As we move towards the 2 year anniversary, I hope that everyone will again leave on a light for Callum on the night of April 8th and into the 9th.  It was wonderful to see that last year. And please think about him, and talk about him, and write about him.

I am still a bit angry with Callum that he thought people would forget him.  “Not you, Mom,” he said, thankfully.  Because I hope that he understood that my love for him is imprinted on every cell in my body.

But I hope that no one else has forgotten him. Callum was a very special person. I know that we were lucky to have had him in our lives, even for a short time.  I hope that someday I can just feel the joy of having known him and less of this pain.

Love you forever Call-Call.

xo Mom

New Year’s Eve 2014 – Remembering Two Years Ago


Thinking today about New Year’s Eve 2012. It was one of the happiest New Year’s gifts ever for me — having Callum and Tristan healthy and spending time with my family. So much has changed, but not my love for my two boys. 2014 has been a year of challenges, trying to make my way through my new life without Callum. But I also have to thank everyone who has helped to make Callum’s Classrooms a reality. We have built 3 classrooms in Kenya! It wasn’t even an idea at this time last year. In 2015, I look forward to travelling to Kenya with Tristan to see the classrooms in person. I know that Callum will be with us every step of the way. Thanks to everyone who has supported us in this journey. Asante.

How You Can Help – With Special Thanks to Paula

There is a fundraiser this weekend for Callum’s Classroom.  It is being organized by my friend Paula Pound MacIntyre.  Paula is a very special person to my family.  She has done my hair since I moved to P.E.I. twenty years ago.  So we have a lot of history.
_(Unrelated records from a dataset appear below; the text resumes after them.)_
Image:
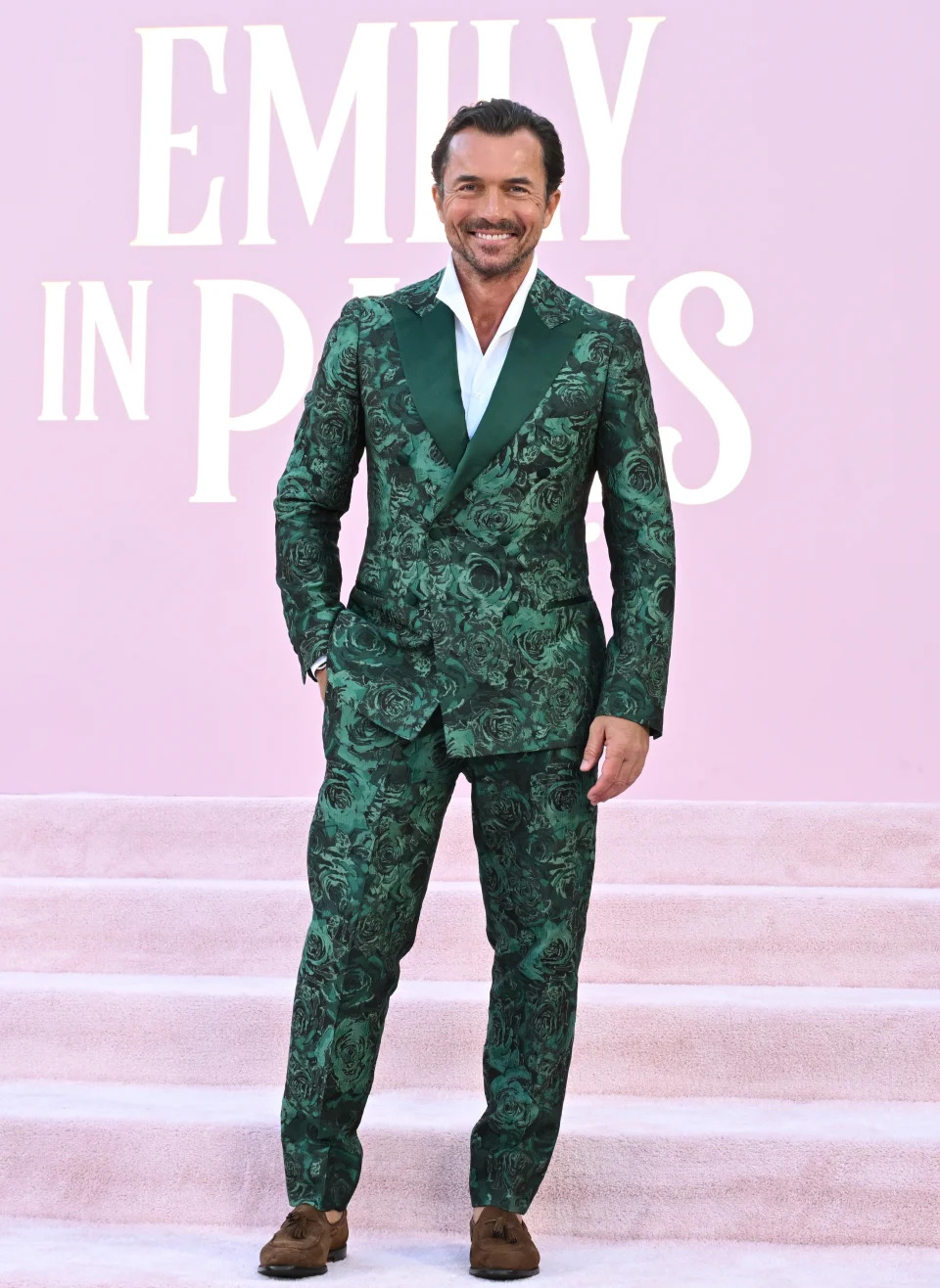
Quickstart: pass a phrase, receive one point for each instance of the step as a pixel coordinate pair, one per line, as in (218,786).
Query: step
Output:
(719,843)
(45,1254)
(626,1167)
(641,934)
(638,1039)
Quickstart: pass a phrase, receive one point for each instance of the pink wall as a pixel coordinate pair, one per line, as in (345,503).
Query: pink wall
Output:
(784,148)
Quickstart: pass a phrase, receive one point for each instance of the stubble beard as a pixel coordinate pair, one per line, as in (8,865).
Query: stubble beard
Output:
(485,269)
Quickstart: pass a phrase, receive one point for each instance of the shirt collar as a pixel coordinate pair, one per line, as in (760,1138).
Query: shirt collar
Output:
(451,294)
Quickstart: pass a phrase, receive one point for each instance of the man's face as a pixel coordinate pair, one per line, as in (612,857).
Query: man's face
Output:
(494,205)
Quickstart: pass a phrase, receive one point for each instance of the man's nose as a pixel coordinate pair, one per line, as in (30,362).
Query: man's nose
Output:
(495,205)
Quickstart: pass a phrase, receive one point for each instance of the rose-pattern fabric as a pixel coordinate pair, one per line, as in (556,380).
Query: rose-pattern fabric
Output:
(371,843)
(472,591)
(471,643)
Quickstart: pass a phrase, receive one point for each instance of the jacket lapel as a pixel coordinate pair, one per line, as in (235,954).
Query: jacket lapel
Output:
(540,343)
(424,329)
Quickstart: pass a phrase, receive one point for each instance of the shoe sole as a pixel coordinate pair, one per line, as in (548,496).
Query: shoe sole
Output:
(276,1271)
(503,1274)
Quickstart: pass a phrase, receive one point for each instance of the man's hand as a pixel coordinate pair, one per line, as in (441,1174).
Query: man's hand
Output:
(627,743)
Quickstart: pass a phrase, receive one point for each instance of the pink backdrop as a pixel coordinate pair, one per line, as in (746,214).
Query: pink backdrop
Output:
(783,150)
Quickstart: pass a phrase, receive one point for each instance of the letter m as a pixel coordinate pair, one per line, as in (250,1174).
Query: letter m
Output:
(364,84)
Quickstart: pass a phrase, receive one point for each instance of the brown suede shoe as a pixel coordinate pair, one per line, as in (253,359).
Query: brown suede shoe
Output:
(501,1247)
(305,1243)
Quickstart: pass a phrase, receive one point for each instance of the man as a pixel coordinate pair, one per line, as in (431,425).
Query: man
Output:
(485,398)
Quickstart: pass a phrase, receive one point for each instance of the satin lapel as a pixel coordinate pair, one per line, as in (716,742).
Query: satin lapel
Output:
(428,357)
(537,354)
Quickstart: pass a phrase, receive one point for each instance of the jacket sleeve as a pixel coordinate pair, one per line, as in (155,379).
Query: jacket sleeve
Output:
(638,530)
(314,491)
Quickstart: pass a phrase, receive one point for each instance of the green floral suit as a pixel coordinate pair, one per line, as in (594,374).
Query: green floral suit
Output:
(470,644)
(473,590)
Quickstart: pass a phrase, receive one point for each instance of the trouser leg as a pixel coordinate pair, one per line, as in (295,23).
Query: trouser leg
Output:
(371,843)
(536,836)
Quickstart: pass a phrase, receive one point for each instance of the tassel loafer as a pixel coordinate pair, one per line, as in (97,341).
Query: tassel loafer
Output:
(306,1240)
(501,1247)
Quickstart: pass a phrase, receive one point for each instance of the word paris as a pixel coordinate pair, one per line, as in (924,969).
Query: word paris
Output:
(361,96)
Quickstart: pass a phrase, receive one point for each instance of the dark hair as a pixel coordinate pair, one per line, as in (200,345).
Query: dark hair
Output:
(503,116)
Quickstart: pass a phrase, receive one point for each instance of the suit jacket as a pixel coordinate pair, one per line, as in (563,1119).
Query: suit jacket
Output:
(472,589)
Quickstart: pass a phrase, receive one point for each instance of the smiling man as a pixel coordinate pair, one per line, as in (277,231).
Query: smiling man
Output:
(485,398)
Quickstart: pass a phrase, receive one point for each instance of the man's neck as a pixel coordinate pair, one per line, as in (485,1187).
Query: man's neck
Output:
(488,298)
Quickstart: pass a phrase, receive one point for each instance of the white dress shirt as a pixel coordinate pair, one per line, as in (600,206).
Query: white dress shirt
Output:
(479,371)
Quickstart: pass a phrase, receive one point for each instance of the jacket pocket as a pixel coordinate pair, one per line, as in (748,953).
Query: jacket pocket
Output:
(570,599)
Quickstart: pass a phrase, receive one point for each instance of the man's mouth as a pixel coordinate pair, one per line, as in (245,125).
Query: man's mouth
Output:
(485,236)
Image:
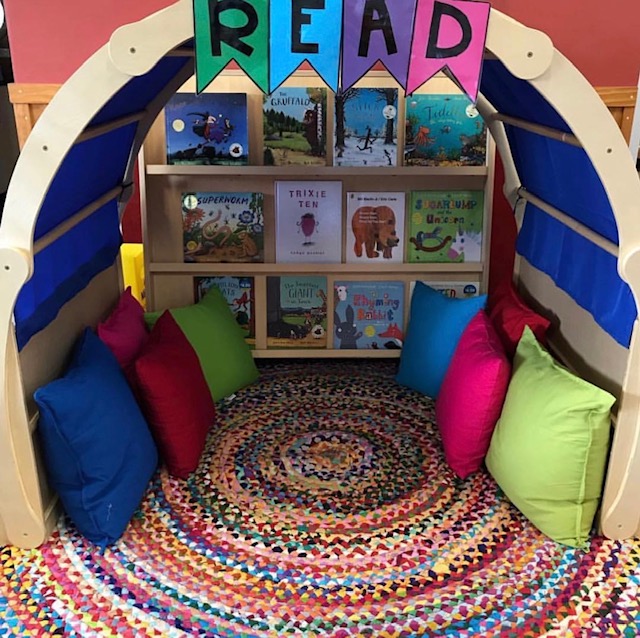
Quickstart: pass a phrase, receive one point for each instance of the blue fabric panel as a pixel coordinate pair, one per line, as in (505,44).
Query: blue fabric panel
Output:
(64,268)
(140,91)
(517,98)
(583,270)
(89,170)
(563,176)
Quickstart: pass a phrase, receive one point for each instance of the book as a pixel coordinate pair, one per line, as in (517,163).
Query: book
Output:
(223,227)
(294,121)
(297,312)
(240,295)
(207,129)
(375,227)
(445,226)
(368,315)
(452,289)
(308,221)
(365,132)
(443,130)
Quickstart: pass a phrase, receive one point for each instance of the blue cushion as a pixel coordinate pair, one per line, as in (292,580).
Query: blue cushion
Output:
(436,324)
(97,447)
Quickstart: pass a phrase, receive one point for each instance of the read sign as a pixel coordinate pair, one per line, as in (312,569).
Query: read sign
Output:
(342,39)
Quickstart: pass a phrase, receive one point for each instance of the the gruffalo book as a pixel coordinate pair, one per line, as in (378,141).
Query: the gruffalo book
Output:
(443,130)
(368,315)
(375,227)
(365,130)
(445,226)
(223,227)
(294,121)
(240,295)
(297,312)
(207,129)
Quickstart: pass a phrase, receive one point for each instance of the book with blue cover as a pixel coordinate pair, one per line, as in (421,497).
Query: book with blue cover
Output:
(443,130)
(207,129)
(368,315)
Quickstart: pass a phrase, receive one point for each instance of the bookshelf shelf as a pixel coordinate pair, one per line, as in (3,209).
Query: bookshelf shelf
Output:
(170,282)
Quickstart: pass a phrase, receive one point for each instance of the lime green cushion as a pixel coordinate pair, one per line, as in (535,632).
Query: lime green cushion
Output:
(549,448)
(216,337)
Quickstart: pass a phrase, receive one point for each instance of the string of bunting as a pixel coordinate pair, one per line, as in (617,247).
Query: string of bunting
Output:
(342,40)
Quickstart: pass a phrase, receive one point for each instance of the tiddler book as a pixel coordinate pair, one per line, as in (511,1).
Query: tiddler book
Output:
(309,222)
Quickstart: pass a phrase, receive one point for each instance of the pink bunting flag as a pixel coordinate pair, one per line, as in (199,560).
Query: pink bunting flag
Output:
(449,33)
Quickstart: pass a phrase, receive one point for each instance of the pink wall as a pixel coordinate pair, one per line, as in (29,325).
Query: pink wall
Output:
(49,40)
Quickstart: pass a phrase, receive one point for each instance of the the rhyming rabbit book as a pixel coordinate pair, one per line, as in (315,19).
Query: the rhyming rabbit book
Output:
(297,312)
(445,226)
(368,315)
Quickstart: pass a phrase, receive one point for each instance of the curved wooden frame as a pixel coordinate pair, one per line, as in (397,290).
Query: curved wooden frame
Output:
(25,520)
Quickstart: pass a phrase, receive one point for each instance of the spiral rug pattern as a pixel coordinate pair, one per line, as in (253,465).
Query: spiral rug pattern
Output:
(323,507)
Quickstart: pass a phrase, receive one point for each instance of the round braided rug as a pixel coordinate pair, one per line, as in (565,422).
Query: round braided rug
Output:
(323,507)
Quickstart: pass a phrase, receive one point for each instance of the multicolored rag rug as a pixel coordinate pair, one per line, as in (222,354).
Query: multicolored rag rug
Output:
(323,507)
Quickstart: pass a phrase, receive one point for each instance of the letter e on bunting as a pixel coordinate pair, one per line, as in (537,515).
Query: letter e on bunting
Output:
(376,30)
(449,33)
(305,30)
(228,30)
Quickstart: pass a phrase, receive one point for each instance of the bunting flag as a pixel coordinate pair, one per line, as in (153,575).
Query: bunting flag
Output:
(376,30)
(449,33)
(304,30)
(228,30)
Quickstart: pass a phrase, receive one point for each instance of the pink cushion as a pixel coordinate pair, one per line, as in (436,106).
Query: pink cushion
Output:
(124,331)
(174,396)
(471,396)
(509,315)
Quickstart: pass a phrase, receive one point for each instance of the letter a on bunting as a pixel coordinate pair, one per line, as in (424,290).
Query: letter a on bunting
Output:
(449,33)
(376,30)
(305,30)
(231,30)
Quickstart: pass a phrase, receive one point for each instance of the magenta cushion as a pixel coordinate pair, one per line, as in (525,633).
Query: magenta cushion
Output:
(124,331)
(471,396)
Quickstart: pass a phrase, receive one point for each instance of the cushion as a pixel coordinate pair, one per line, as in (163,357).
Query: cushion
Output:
(124,331)
(174,395)
(471,396)
(510,315)
(97,448)
(219,342)
(436,324)
(549,447)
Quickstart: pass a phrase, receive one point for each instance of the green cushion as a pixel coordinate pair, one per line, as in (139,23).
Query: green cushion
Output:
(218,340)
(549,449)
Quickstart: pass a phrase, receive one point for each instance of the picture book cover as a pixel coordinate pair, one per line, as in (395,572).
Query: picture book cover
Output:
(295,127)
(308,221)
(368,315)
(365,132)
(443,130)
(445,226)
(297,312)
(207,129)
(375,222)
(223,227)
(453,289)
(240,295)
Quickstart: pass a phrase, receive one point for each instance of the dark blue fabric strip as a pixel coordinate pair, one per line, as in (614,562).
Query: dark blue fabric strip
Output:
(586,272)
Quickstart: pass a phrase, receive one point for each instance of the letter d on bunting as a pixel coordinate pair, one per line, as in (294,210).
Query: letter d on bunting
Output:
(449,33)
(231,30)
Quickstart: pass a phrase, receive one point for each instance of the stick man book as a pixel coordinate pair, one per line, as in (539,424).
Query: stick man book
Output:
(445,226)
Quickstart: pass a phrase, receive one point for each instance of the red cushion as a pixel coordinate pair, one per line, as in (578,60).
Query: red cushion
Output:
(174,396)
(471,396)
(509,315)
(124,331)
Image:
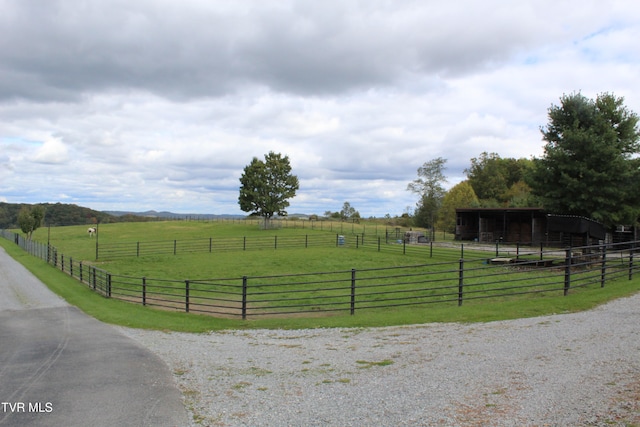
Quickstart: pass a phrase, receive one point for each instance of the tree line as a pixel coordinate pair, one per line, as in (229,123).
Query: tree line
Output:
(590,168)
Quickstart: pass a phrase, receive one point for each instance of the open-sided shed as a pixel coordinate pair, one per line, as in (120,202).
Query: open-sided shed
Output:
(526,226)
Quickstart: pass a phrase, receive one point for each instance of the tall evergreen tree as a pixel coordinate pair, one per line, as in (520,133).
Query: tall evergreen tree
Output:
(590,166)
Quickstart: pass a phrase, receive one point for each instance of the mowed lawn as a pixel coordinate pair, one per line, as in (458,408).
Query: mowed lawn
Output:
(295,258)
(74,242)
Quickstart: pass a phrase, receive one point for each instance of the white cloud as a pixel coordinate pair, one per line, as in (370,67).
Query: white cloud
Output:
(52,151)
(164,112)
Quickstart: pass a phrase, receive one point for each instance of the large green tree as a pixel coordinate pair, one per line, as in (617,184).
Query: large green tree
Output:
(266,186)
(496,180)
(30,219)
(429,185)
(590,166)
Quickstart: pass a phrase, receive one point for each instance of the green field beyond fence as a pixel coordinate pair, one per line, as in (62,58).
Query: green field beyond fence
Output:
(279,275)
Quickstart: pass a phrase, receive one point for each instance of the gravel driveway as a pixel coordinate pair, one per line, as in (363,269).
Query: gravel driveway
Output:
(560,370)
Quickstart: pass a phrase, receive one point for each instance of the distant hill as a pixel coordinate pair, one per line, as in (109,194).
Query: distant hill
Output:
(55,214)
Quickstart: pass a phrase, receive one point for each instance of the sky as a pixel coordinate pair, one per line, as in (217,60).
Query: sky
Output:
(158,104)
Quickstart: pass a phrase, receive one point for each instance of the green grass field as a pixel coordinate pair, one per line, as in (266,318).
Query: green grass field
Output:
(73,241)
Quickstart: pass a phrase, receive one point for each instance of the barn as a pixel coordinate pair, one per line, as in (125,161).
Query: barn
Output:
(526,226)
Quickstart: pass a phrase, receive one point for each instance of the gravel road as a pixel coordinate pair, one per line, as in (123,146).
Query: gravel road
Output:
(579,369)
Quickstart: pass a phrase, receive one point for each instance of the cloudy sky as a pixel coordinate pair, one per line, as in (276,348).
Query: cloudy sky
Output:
(159,104)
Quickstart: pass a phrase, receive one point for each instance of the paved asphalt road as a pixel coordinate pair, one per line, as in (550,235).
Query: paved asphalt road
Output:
(60,367)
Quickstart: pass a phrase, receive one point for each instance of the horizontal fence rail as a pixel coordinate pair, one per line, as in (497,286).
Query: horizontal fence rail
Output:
(503,273)
(391,241)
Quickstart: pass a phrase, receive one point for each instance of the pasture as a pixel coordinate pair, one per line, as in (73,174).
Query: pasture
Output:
(306,271)
(496,292)
(287,258)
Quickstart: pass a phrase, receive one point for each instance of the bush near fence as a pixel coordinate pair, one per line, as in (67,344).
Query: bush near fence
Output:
(349,291)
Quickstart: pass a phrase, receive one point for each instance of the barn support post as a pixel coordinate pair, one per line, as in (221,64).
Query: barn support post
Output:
(460,282)
(603,271)
(244,297)
(186,296)
(567,271)
(353,292)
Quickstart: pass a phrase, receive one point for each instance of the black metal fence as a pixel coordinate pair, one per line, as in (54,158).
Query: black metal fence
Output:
(390,242)
(349,291)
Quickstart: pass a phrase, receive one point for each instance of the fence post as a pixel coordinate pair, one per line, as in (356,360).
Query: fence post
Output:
(567,271)
(353,291)
(603,272)
(144,290)
(244,297)
(186,296)
(460,282)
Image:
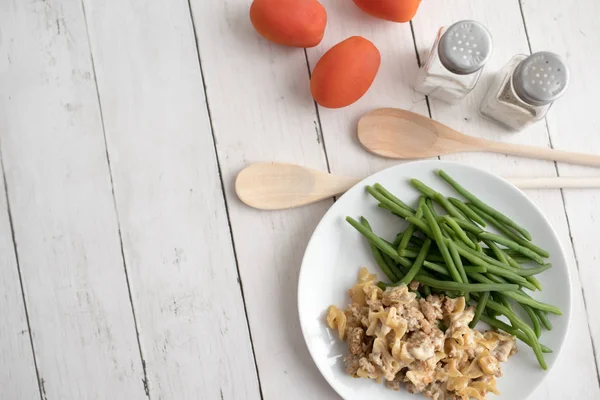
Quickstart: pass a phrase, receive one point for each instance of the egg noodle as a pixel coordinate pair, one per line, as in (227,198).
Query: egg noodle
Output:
(394,337)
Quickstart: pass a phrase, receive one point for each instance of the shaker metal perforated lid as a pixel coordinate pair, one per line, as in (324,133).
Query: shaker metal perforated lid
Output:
(541,78)
(465,47)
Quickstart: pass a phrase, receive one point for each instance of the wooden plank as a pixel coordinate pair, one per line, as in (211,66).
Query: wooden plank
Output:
(178,250)
(62,208)
(504,21)
(17,366)
(261,109)
(391,87)
(573,125)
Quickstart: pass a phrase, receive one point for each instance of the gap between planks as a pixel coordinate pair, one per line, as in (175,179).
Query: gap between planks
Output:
(41,389)
(145,382)
(562,195)
(227,213)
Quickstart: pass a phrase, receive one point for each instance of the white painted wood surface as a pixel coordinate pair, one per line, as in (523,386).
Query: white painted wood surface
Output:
(17,366)
(62,208)
(176,240)
(180,96)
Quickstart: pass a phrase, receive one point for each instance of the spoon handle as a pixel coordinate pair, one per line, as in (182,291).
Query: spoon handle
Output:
(555,183)
(542,153)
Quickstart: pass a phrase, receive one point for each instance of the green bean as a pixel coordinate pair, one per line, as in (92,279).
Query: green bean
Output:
(453,224)
(518,323)
(441,269)
(467,226)
(496,324)
(380,243)
(535,322)
(534,271)
(396,241)
(392,265)
(485,257)
(497,251)
(465,287)
(490,267)
(500,298)
(417,263)
(457,261)
(393,198)
(512,245)
(481,303)
(506,231)
(416,241)
(422,225)
(411,228)
(441,243)
(389,209)
(423,188)
(544,319)
(520,296)
(459,266)
(466,210)
(378,256)
(438,197)
(473,199)
(524,298)
(531,279)
(443,201)
(447,231)
(426,291)
(389,203)
(409,253)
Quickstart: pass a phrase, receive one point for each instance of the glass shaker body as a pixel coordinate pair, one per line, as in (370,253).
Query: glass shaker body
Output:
(455,62)
(525,89)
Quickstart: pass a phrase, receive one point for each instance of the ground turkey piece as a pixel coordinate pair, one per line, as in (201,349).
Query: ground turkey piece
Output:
(449,305)
(353,315)
(505,349)
(352,364)
(397,296)
(355,340)
(413,316)
(431,309)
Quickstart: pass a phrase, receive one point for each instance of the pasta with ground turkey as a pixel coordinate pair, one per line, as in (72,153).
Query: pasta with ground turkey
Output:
(395,338)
Paula also started doing Callum and Tristan’s hair.  And she was the one who cut Callum’s hair for us when his hair started falling out because of the chemo.  I stood behind a shelf where he couldn’t see me and silently cried my eyes out.  Paula knew, but just kept on going.  She later said it was one of the hardest things she ever did.


She also came to my house after Callum died and did my hair before the Celebration of his life at Glen Stewart School.  I was beyond caring about how I looked.  But she made sure that I held it together, or at least my hair did.

When Paula offered to put on a Charity Cut-a-Thon, I was happy to accept.   Callum loved it when his hair grew back after chemo.  So there is a beautiful symbolism that Paula and the other stylists will be making everyone’s hair look great,  as they raise money to build a kindergarten classroom in Callum’s honour.


Thank you Paula, Heath, Lindsay and every one else at Blue Note.

But especially Paula.  You will always hold a special place in our family’s story.